The agreement provides the "pathway for the opportunity of a college education for everyone in North Carolina at a reasonable cost," Senate leader Phil Berger, R-Rockingham, said during floor debate. "On balance, this is the best budget that I've seen in the 16 years that I've been here."
Democrats said there were some good items in the budget, like teacher pay raises of 4.7 percent on average, but they concentrated on what they saw as negatives.
In particular, they criticized nearly $35 million inside the plan to expand taxpayer funded-scholarships to K-12 students in low-income families. The measure projects $10 million increases annually for the next decade.
"There's some good things to be found in this budget," said Sen. Floyd McKissick, D-Durham, "but there are others ... which I detest, which I find deeply troubling."
A small revenue surplus, money unspent by government agencies and more than $318 million in Medicaid savings gave Republicans the ability to offer the pay raises, including an across-the-board 1.5 percent raise for rank-and-file state workers, along with money for bonuses. Standard deductions also will rise by $1,000 to $2,000 through next year, meaning more money earned by income tax filers will be subject to no taxes. Republicans say those cuts will be weighted toward low- and middle-income filers.

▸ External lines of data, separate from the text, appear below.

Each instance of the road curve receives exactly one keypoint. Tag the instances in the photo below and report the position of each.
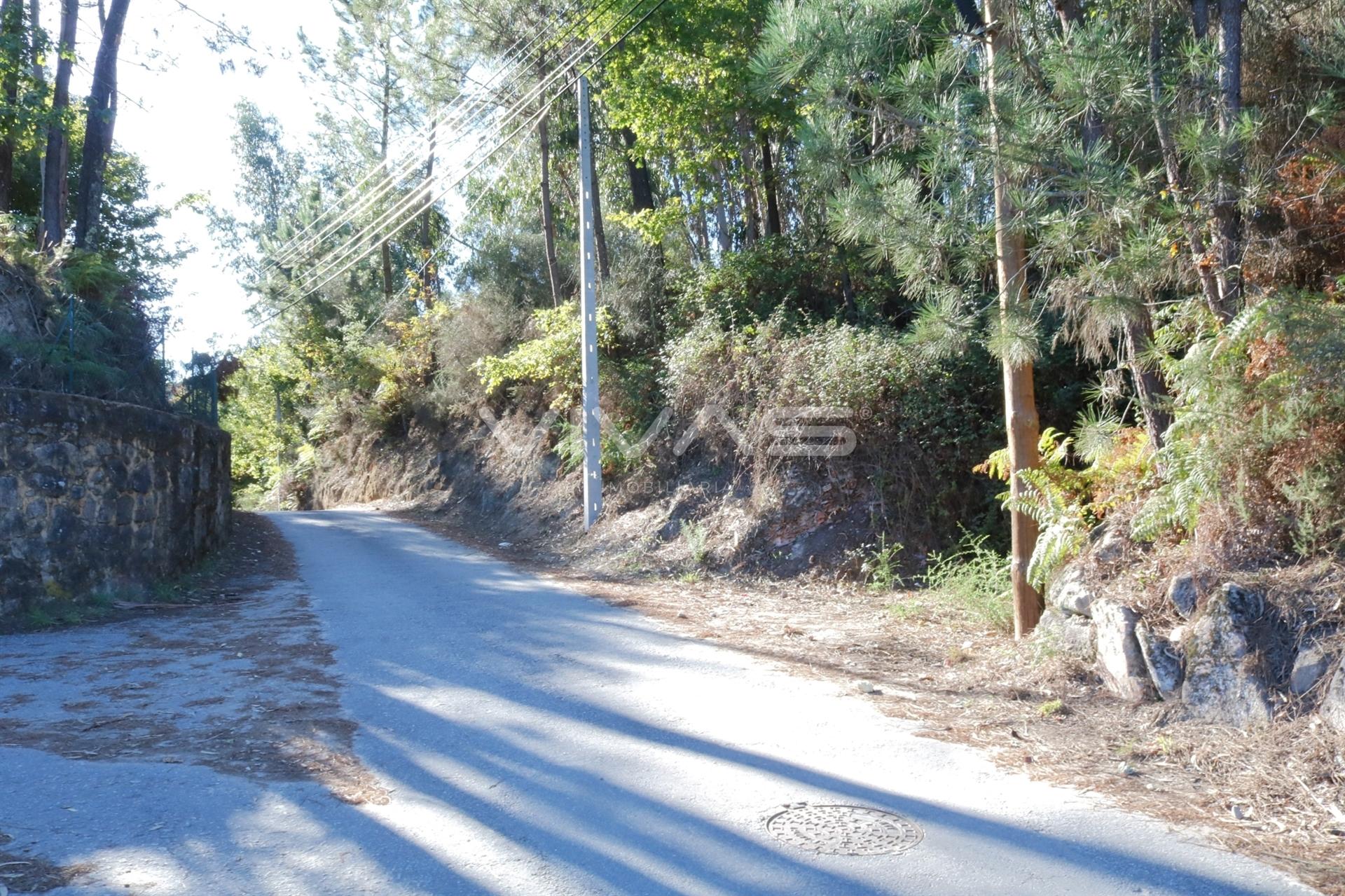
(537, 742)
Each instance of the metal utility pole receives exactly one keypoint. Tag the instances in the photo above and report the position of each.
(588, 318)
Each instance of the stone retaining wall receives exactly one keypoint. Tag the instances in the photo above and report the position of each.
(101, 497)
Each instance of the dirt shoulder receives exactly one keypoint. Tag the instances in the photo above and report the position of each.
(232, 673)
(1276, 795)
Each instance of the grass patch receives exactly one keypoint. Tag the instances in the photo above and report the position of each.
(973, 581)
(1052, 708)
(880, 565)
(697, 539)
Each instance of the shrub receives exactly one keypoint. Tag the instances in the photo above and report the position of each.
(1261, 425)
(786, 279)
(482, 326)
(972, 580)
(551, 361)
(697, 539)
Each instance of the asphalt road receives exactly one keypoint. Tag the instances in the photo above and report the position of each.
(537, 742)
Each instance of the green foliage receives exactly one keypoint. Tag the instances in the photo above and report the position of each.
(697, 539)
(970, 580)
(551, 361)
(1261, 422)
(881, 564)
(783, 280)
(1068, 499)
(621, 451)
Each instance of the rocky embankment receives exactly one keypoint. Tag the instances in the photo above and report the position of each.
(1218, 647)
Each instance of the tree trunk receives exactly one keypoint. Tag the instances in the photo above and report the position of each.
(1172, 166)
(1200, 18)
(642, 186)
(385, 249)
(55, 191)
(1149, 385)
(553, 268)
(752, 205)
(100, 123)
(39, 74)
(1012, 273)
(773, 191)
(1228, 217)
(429, 276)
(11, 30)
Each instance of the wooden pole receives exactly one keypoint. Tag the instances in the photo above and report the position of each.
(588, 317)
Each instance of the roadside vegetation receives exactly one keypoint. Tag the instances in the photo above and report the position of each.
(818, 228)
(83, 263)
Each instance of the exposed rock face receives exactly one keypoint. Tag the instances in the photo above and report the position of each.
(1162, 659)
(1108, 544)
(1225, 681)
(1119, 659)
(1311, 665)
(1332, 708)
(1072, 635)
(99, 495)
(1184, 592)
(1070, 593)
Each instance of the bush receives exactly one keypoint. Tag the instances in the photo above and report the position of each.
(551, 361)
(1261, 425)
(482, 326)
(786, 279)
(920, 425)
(972, 580)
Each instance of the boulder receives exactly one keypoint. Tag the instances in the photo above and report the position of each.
(1108, 544)
(1071, 635)
(1182, 592)
(1162, 659)
(1119, 661)
(1332, 710)
(1070, 593)
(1225, 682)
(1311, 666)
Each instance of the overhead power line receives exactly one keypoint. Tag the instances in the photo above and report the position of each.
(427, 194)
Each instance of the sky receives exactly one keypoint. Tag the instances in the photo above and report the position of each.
(177, 115)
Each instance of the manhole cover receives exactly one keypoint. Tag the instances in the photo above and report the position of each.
(842, 830)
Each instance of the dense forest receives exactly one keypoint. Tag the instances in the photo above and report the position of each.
(85, 264)
(1089, 249)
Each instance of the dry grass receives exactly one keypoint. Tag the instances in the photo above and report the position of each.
(1278, 795)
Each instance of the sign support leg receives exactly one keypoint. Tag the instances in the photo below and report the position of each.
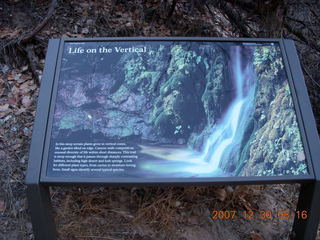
(309, 200)
(41, 212)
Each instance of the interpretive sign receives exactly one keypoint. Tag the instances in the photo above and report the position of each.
(173, 110)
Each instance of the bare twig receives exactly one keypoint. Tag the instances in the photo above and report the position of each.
(44, 22)
(33, 63)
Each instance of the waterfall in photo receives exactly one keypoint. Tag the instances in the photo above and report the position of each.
(225, 136)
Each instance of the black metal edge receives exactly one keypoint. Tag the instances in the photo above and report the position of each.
(216, 39)
(308, 119)
(149, 181)
(42, 111)
(124, 182)
(52, 96)
(296, 102)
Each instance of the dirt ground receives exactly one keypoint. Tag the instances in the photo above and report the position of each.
(182, 213)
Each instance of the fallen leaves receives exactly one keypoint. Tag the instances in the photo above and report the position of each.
(2, 206)
(8, 33)
(17, 91)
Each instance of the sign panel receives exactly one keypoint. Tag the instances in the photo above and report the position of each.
(173, 109)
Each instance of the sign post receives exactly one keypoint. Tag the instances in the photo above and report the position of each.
(173, 111)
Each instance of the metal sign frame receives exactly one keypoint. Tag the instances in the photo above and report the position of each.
(38, 183)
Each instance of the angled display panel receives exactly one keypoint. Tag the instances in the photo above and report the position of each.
(173, 109)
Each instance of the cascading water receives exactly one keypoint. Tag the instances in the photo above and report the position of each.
(225, 137)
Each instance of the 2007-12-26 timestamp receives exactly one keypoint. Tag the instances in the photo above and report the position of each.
(260, 214)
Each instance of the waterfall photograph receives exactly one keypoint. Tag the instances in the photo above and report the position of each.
(178, 109)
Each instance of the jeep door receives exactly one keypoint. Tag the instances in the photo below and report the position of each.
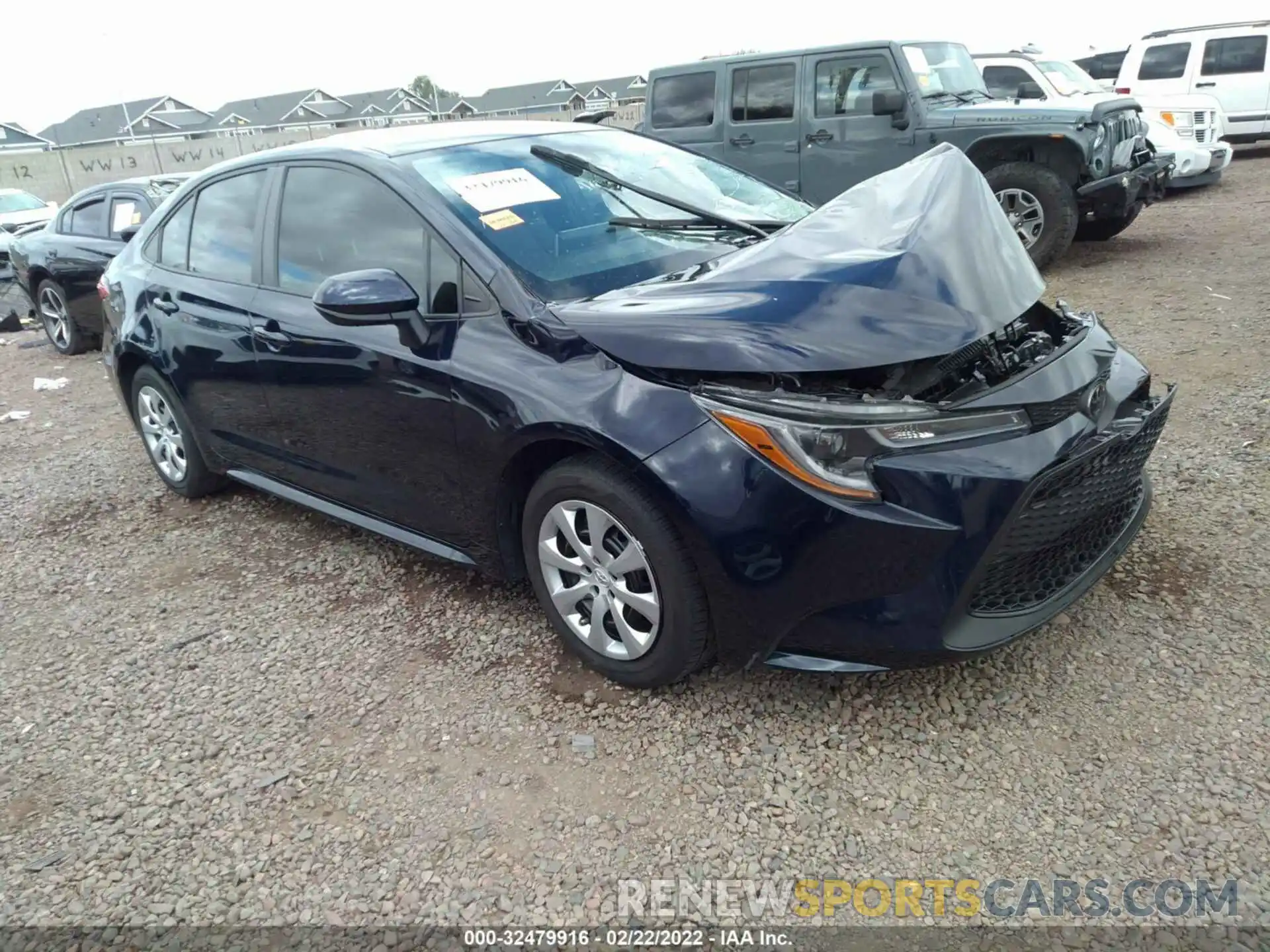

The extra funds also allowed Republicans to have more funds than usual to distribute to nonprofits organizations and local initiatives. These have traditionally been called "special projects." Critics have called it pork.
"You can drag it home and be happy about it but it does not go to addressing the priorities of the children of this state," said Senate Minority Leader Dan Blue, D-Wake.
Other items in the final budget:
- create a pilot program to reward the best third-grade reading teachers with bonuses of up to $6,800.
- repeal a $500,000 cap approved in 2015 on state funding for light-rail projects, although other restrictions in place, including a 10 percent limit on funding a project from state funds, could be problematic for some regional governments.
- scale back a Senate proposal that would have repealed and replaced nutrient management rules for several bodies of water used for drinking water. Now the rules for Jordan and Falls lakes in the Triangle area again will be delayed.